Los francotiradores llevaban casi 10 minutos disparando cuando alguien llamó al 911. Un hombre que conducía por la autopista le dijo a la policía que creyó escuchar fuegos artificiales al pasar por la subestación eléctrica de Metcalf, de Pacific Gas and Electric, a 24 kilómetros al sureste de San José. Un ingeniero de una central eléctrica cercana dijo que le había parecido oír disparos. Quizá hubieran llegado más llamadas, pero la conexión entre la subestación y PG&E, junto con varios cables de teléfono e internet, se había cortado. Era el 16 de abril de 2013.
Los tiradores —dos, quizá más— tomaron posiciones a entre 27 y 37 metros del perímetro de la subestación, en el matorral seco cercano a Coyote Creek. A la 1:31 de la madrugada, después de que una cámara de seguridad captara lo que parecía ser una señal hecha con una linterna, comenzaron a disparar con rifles de alto calibre contra las instalaciones. Saltaban chispas al aire cada vez que las balas rozaban la cerca de tela metálica, pero la mayoría de los disparos dieron en sus blancos aparentes: una hilera de transformadores eléctricos del tamaño de un camión, que reducen la electricidad de alto voltaje a voltajes más bajos para que pueda enviarse a hogares y negocios locales. Como estábamos en Silicon Valley, entre esos clientes estaban algunas de las mayores empresas tecnológicas del mundo.

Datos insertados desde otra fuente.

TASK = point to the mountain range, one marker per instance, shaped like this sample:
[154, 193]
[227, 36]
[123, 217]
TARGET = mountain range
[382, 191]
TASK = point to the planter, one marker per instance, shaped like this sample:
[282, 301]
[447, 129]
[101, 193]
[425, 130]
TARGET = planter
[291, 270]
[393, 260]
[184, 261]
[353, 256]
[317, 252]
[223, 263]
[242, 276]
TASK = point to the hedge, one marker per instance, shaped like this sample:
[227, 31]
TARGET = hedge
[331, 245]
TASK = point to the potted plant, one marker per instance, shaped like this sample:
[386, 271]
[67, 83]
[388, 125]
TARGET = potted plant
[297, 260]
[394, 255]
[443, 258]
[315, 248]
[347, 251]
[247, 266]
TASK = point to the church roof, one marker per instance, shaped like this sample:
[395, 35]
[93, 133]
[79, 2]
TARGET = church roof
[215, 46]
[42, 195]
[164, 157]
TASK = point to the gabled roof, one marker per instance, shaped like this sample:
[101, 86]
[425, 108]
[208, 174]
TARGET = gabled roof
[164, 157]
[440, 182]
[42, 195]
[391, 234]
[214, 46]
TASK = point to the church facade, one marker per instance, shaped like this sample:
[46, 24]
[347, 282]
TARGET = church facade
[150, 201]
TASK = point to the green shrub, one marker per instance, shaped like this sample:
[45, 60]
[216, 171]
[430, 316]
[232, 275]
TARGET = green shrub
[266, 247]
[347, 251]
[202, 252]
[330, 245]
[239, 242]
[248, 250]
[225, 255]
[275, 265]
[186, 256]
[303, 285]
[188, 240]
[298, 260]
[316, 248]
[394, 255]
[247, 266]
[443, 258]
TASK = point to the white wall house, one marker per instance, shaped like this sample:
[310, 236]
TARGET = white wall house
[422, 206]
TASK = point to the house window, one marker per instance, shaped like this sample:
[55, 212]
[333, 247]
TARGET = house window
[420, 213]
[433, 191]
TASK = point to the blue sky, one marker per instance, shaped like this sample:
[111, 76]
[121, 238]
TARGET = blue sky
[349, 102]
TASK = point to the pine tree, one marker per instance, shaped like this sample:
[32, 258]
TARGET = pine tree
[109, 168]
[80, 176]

Tras unos 120 disparos, 17 de los transformadores de Metcalf habían quedado inutilizados. Los atacantes sabían que tenían que apuntar a los sistemas de refrigeración de las unidades, unas aletas llenas de aceite similares a las de un radiador, que disipan el calor del núcleo electrificado. Eso permitió que el aceite —unos 197.000 litros— se drenara lentamente, de modo que los transformadores no fallaran de inmediato, lo que habría activado una alarma. Los tiradores pudieron tomarse su tiempo.
A la 1:50 a. m., se vio otro destello de linterna y los disparos cesaron. Un minuto después, la policía llegó a la subestación, pero para entonces los tiradores ya se habían ido. La policía echó un vistazo y, al no encontrar nada sospechoso, también se marchó. No fue hasta que llegó un trabajador de la compañía eléctrica a las 3:15 a. m. cuando quedó claro el alcance de los daños.
El presidente de PG&E recurrió a la Comisión Federal Reguladora de la Energía (FERC por su sigla en inglés), responsable de garantizar la confiabilidad del sistema eléctrico general, es decir, la red.